ACE should the key stock in 12" long parts and you can cut them down easy,I like to use two or more on the router table to set the bit..ACE will not have the 5/16" or the 7/16" but Carr// will have..

===



Chris Curl said:


> hi bob. the 1/4" one is dead on. the 1/2" one is .004 small. i played with the others, but i need to make myself a little table to convert from fractions to decimals for the ones like 5/16, and i haven't done that yet, so i don't know about them. oh no, here is harry's opening  i know, i know, no table would be needed if it was metric.
> 
> i'll check ace. i'd also like ones that are a little longer.
> 
> as to process, it is better to have 2 and straddle the bit with a flat piece over it and then lift the bit till it touches, or just lay it next to the bit and use your finger to feel if the bit is too high or low?


----------



## MT Stringer (Aug 15, 2012)

> i need to make myself a little table to convert from fractions to decimals for the ones like 5/16, and i haven't done that yet, so i don't know about them


Will this help ya? Sorry about the dang formatting.
Mike

Inches Decimal
15/16 0.938
14/16 0.875
13/16 0.813
12/16 0.750
11/16 0.688
10/16 0.625
9/16 0.563
8/16 0.500
7/16 0.438
6/16 0.375
5/16 0.313
4/16 0.250
3/16 0.188
2/16 0.125
1/16 0.063


----------



## Chris Curl (Feb 13, 2012)

thanks mike. i plan to make an excel spreadsheet that lists the widths and have a column for me to put the measurements of the ones i have.


----------



## MT Stringer (Aug 15, 2012)

Chris Curl said:


> thanks mike. i plan to make an excel spreadsheet that lists the widths and have a column for me to put the measurements of the ones i have.

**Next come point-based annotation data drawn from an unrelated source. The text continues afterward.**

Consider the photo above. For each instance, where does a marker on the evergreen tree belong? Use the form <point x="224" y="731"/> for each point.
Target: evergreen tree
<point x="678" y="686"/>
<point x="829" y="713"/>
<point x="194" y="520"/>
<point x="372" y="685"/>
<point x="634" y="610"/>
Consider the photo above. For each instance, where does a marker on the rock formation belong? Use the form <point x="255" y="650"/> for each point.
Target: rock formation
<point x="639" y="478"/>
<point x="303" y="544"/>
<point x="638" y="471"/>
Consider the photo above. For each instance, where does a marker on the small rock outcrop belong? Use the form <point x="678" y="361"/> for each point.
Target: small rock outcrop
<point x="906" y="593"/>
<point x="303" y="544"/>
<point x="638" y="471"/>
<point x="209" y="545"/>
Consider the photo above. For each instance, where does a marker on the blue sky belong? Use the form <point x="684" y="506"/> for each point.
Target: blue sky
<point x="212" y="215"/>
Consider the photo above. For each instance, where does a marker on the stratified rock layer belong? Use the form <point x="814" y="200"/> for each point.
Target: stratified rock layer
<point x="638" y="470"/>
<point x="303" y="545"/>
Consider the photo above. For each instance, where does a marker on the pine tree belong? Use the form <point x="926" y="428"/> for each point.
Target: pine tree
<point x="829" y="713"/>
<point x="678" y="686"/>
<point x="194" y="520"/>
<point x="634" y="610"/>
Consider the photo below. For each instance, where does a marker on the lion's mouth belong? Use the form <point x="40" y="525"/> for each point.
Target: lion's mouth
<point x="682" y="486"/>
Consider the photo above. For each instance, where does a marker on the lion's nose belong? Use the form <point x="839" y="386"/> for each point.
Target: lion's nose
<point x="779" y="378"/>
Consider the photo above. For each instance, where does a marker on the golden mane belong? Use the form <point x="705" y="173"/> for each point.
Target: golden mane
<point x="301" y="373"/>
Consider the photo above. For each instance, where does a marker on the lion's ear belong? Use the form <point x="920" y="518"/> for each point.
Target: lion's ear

That's what I did but lost the formatting when I pasted it into the post.


----------



## Chris Curl (Feb 13, 2012)

i went to the local woodowrking shop and they had a 5 piece brass set in 4" long made by whiteside. they don't have that set anymore, i have it now.


----------



## almost there (Apr 12, 2011)

I have some kreg depth gauges that I use on my router table, table saw and for my plunge router. The Kreg bars are more expensive than standard brass bars, and they are not brass, unless brass can be blue and silver in color (Ha). The shape of the kreg bars is the key I am sure you can get a close look at them on one of woodworking stores web sites. The narrow part is what I use to set the depth for my plunge router


----------



## bobj3 (Jan 17, 2006)

Kreg PRS3400 Precision Router Table Set Up Bars,Set of 7 - Amazon.com

==


----------



## me5269 (Jun 2, 2011)

Here's a spreadsheet I use that converts drill bits (numbers and letters) to fractions to decimals to metric. I printed it double sided, laminated it and tack it on a wall.
Mike
Not sure if the file will attch, this is a first. I think i have to convert it to pdf.
Yup, had to convert it.


----------



## cagenuts (May 8, 2010)

me5269 said:


> Here's a spreadsheet I use that converts drill bits (numbers and letters) to fractions to decimals to metric.


Excuse my ignorance but what do the drill numbers and/or letters refer to please? I don't have imperial bits so this may explain things.


----------



## me5269 (Jun 2, 2011)

I have a Harbor Freight 115pc bit set. the bits are labeled 1-60, A-Z and 1/16"-1/2" It makes it easy to find an odd sized bit when I needed one.


----------